In a deal valued at $2.1 billion, representing China’s largest in 2020, Suzhou, China-based Innovent Biologics Inc. and Basel, Switzerland-based Roche Holding AG agreed in June to develop multiple cell therapies and bispecific antibodies for hematological and solid cancers. Innovent is paying to access technologies from Roche, which holds an option to license resulting candidates for development and commercialization outside of China. Roche would pay $140 million to exercise the option, and another $1.96 billion in potential milestone payments, as well as royalties.

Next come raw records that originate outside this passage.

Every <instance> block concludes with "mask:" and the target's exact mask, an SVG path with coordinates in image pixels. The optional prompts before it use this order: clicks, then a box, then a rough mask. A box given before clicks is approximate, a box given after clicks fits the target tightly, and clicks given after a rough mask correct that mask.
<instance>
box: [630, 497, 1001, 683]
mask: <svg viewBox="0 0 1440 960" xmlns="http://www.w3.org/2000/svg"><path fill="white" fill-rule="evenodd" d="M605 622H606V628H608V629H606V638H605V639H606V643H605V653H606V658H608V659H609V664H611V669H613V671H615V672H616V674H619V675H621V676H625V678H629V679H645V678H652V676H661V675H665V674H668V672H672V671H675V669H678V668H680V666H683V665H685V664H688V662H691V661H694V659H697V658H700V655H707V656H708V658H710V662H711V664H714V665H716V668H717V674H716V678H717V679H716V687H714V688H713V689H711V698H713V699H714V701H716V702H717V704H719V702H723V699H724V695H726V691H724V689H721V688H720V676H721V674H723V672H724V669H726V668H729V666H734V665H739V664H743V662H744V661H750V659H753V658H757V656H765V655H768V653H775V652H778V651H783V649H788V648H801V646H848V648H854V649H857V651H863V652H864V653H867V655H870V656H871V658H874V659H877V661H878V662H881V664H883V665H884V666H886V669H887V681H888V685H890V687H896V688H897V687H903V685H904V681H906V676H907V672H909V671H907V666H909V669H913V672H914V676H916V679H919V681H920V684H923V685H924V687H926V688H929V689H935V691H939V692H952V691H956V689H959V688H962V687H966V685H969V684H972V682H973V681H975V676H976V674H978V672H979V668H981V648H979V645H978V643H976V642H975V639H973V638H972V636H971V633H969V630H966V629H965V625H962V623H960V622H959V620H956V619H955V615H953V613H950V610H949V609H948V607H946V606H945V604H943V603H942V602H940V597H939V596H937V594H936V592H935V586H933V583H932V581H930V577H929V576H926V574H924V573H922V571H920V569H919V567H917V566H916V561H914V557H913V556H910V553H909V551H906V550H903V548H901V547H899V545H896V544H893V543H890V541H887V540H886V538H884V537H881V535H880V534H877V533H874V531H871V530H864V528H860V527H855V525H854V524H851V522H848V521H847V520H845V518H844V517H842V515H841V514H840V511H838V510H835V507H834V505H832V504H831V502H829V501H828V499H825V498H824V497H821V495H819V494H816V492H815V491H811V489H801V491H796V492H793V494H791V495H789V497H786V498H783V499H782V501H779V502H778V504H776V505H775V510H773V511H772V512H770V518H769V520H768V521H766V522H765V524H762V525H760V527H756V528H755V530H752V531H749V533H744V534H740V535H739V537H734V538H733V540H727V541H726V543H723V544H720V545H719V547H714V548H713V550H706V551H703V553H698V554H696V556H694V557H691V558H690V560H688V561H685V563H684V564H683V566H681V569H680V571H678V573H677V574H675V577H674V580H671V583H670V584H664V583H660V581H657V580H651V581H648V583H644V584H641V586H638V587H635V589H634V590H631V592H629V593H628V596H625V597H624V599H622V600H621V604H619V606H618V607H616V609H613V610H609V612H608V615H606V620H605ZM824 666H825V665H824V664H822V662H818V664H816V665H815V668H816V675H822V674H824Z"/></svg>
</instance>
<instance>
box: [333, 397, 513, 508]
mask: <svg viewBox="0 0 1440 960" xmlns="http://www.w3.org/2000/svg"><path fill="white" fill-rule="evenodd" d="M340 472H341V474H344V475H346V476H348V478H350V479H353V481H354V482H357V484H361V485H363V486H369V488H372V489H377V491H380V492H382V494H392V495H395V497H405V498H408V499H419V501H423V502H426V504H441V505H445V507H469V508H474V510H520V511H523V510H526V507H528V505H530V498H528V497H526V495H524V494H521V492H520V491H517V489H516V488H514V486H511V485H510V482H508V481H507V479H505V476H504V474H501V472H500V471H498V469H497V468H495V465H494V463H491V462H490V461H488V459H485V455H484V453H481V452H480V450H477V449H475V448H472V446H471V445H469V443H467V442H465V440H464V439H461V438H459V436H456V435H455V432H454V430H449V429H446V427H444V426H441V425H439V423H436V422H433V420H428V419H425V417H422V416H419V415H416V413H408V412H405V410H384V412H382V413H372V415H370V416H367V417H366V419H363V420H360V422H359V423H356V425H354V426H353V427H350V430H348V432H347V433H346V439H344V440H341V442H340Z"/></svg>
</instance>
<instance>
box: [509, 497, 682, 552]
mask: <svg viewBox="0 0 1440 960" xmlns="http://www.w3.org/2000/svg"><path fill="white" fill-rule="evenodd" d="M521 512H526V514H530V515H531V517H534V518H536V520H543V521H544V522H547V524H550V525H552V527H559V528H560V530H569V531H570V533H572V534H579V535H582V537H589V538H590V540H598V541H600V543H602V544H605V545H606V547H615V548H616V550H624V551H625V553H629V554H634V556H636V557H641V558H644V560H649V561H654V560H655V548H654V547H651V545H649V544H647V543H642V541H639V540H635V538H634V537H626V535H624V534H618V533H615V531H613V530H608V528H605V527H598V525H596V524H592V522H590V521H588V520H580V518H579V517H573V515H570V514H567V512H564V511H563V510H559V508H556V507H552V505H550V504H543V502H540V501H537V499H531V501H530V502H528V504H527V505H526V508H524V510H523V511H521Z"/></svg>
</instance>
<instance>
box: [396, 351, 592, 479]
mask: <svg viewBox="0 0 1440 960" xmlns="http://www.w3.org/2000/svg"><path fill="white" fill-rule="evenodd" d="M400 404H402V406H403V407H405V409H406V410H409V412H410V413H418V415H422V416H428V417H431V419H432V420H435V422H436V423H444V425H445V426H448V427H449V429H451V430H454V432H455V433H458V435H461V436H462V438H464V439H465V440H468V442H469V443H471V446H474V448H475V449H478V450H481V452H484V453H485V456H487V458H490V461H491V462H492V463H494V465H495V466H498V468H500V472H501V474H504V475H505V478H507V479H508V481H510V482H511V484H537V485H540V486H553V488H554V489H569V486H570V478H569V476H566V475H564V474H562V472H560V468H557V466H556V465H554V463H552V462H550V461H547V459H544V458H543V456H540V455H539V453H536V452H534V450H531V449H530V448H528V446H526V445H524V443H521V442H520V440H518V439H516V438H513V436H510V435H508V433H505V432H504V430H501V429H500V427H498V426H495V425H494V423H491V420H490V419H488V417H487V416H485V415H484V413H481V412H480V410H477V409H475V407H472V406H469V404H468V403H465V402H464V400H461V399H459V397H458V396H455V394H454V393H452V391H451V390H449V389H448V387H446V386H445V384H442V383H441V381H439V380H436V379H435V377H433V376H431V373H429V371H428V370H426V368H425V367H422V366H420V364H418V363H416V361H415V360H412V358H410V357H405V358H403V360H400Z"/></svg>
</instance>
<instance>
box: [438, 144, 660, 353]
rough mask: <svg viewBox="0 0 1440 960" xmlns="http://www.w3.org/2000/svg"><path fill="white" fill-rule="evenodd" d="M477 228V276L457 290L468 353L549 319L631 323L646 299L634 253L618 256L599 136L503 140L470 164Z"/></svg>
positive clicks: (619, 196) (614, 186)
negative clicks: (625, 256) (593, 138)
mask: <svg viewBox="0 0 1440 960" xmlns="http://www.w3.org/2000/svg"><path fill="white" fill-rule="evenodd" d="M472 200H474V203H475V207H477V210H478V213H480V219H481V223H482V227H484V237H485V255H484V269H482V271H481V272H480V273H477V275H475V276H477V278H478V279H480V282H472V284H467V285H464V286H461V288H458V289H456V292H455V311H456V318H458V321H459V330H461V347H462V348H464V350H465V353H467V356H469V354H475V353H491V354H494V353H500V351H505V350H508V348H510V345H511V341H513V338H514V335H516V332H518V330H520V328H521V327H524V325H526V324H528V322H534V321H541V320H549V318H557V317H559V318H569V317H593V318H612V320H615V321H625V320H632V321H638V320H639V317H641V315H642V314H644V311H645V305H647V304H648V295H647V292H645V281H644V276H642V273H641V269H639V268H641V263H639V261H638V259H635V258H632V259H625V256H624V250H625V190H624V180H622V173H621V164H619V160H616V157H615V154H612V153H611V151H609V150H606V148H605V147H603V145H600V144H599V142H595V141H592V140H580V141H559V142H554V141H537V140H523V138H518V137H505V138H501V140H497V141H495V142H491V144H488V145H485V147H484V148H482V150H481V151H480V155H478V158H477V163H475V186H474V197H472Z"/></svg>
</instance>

Three other large partnerships outside of oncology were signed in June. Melbourne, Australia-based CSL Ltd. and Amsterdam-based Uniqure BV partnered on the gene therapy candidate AMT-061 (etranacogene dezaparvovec) for hemophilia B in a global deal worth $2.05 billion. San Diego-based Neurocrine Biosciences Inc. signed on with Tokyo-based Takeda Pharmaceutical Co. Ltd. for psychiatric disorder therapies in a worldwide deal worth $2.015 billion. And Daejeon, South Korea-based Alteogen Inc. also signed a $3.88 billion deal with an undisclosed company to develop and commercialize subcutaneous injection biologic products using its human hyaluronidase (ALT-B4) platform technology.
Deal volume flat
Although the value of Asian biopharma deals is increasing, the number of deals completed appears to be relatively flat, at least within the last three years. The 482 so far in 2020 are about 35% of the total, whereas the 553 in 2019 and the 458 in 2018 are each about 34%. The 286 in 2017, however, is only about 28% of the total deals completed that year.
Of the global biopharma deals so far this year, 180 have involved Chinese companies, including those from Hong Kong. Another 115 were completed by Japanese companies, and 187 were signed by companies headquartered in other areas of the Asian region.
The biggest Asian deal focused on the COVID-19 pandemic is Songdo, South Korea-based Samsung Biologics’ $362 million agreement in April to provide manufacturing for San Francisco-based Vir Biotechnology Inc.’s VIR-7831 and VIR-7832. Next largest is a $135 million deal in March between Shanghai Fosun Pharmaceutical Co. Ltd. and Mainz, Germany-based Biontech SE to develop and commercialize the mRNA vaccine BNT-162 for COVID-19 in mainland China, Hong Kong and Macau.
In total, the 1,358 deals completed in 2020 through early September have reached a $129.65 billion projected value, beneath 2019’s full-year total of 1,608 deals worth $160.2 billion, but in line with 2018’s 1,364 deals worth $119.5 billion, and well above 2017’s 1,015 deals worth about $81 billion.
Biopharma deals tracked for this analysis include licensings, collaborations and joint ventures involving for-profit companies that were sourced directly from BioWorld and Cortellis.